Hi, 69 GTO convertible, 1965 Pontiac 421 motor, very well built, brand new performance parts inside and out. While prepping for Spring, i noticed that the bottom pulley (crank) had a wobble to it. You can really notice it. I took off the belt, then removed the pulley assembly, hoping this was the issue. 
Running the motor like this for a second, I can still see a very slight wobble on the inside large nut, it is very noticible with the pulley on but you can still surely see it. It is wobbling ~.5cm, not alot, but enough that it not looking very safe and your like "what is going on there"?
I have not idea what is causing this and what to do to figure this out and fix it or troubleshoot it. 
Asking for some help on how to approach fixing this. 
Thanks in advance. I am heading out to garage, my brother is bringing over a "puller" but we do not know what to look for and going by instinct.
Thanks, Shane


----------



## BearGFR (Aug 25, 2008)

If we make the assumption that you don't have a bent crank (surely not...) then since you see it with the pulleys off it must be the balancer. They do wear out - the rubber elastomer between the inner body and outer ring can deteriorate and allow things to start moving around. It will eventually get loose enough to allow that outer ring to come completely off and get "launched" off the motor and start banging around under the hood... or THROUGH the hood.... obviously it's desirable to avoid this 

Bear


----------



## Rukee (Feb 8, 2007)

:agree
If the motor has been balanced you may want to take the old and new balancer back to the machine shop so it can be rebalanced. If there are no dill marks on the old one you're probably good to go just bolting it up.


----------



## yousaygo (Apr 3, 2006)

Excellent feedback, thanks. I do see a little bit of oil around the seal there. Is this something i could just replace myself? Just pick one from Summit and go for it? 

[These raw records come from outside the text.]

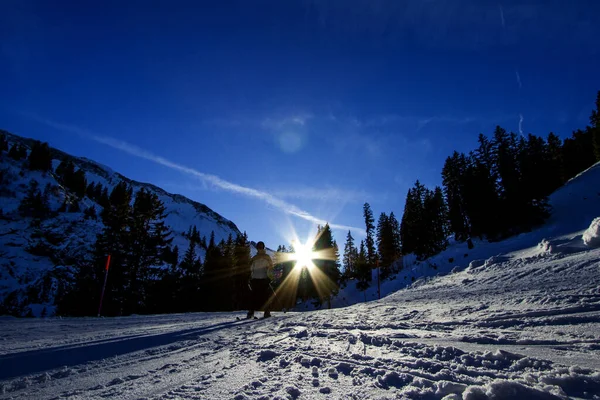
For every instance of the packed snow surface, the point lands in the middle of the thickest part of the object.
(591, 237)
(520, 327)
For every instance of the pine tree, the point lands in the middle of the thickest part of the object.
(90, 212)
(453, 177)
(595, 127)
(385, 245)
(327, 264)
(3, 143)
(370, 228)
(149, 237)
(189, 260)
(396, 236)
(557, 170)
(114, 240)
(350, 255)
(363, 269)
(74, 206)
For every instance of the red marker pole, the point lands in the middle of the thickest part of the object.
(378, 281)
(104, 286)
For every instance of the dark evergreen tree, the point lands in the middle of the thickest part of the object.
(74, 206)
(385, 245)
(396, 236)
(453, 177)
(595, 127)
(149, 237)
(114, 240)
(327, 282)
(90, 213)
(370, 239)
(349, 259)
(578, 152)
(363, 269)
(188, 263)
(555, 154)
(3, 143)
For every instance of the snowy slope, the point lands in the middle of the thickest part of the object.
(33, 277)
(527, 328)
(574, 206)
(522, 321)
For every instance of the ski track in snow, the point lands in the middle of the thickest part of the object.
(523, 327)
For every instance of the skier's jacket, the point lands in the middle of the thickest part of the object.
(261, 265)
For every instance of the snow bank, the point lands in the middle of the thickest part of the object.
(591, 237)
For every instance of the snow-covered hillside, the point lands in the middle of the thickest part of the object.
(574, 206)
(34, 260)
(526, 328)
(518, 319)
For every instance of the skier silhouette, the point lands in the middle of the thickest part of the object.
(260, 267)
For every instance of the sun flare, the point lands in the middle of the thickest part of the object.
(303, 255)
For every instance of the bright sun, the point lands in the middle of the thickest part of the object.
(303, 255)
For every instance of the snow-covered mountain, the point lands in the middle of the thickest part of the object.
(574, 206)
(517, 319)
(33, 260)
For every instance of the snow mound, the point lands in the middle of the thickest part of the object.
(591, 237)
(545, 247)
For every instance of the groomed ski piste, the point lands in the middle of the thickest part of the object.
(518, 319)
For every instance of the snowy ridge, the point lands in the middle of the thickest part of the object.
(518, 319)
(574, 206)
(35, 261)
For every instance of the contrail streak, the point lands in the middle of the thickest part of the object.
(502, 17)
(521, 124)
(208, 178)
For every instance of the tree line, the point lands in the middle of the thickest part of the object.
(497, 190)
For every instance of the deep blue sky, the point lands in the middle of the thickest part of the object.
(278, 108)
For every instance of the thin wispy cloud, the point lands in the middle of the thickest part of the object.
(210, 179)
(521, 119)
(286, 121)
(329, 194)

The shop that built the engine (R+R Automotive, Eping NH), is pretty far away from me. I know the crank was balanced at the shop, does this change my thought of replacing the balancer? 
Thank you again...Shane


----------



## Instg8ter (Sep 28, 2010)

Pontiac cranks are internally balanced so you should be good, all you need is a gear puller to get the old one off. Like rukee said if there are no drill marks in the balancer you should be good.


----------



## geeteeohguy (Feb 2, 2008)

And yes, you can replace the crank seal on-car. I always do it when the timing cover is on the bench, though. Much easier! Sounds like you need a new harmonic balancer, IMO.


----------



## olde-goat (Feb 1, 2009)

When I rebuilt my 65 389 I bought a brand new balancer from Damper Doctor, price was about $200 for a direct OE replacement.


----------



## geeteeohguy (Feb 2, 2008)

Very common for these old balancers to work loose, crack, and eventually fail. They can destroy the crankshaft if they are run too long. Although I'm running original dampers on both of mine, new dampers are a _great_ idea.


----------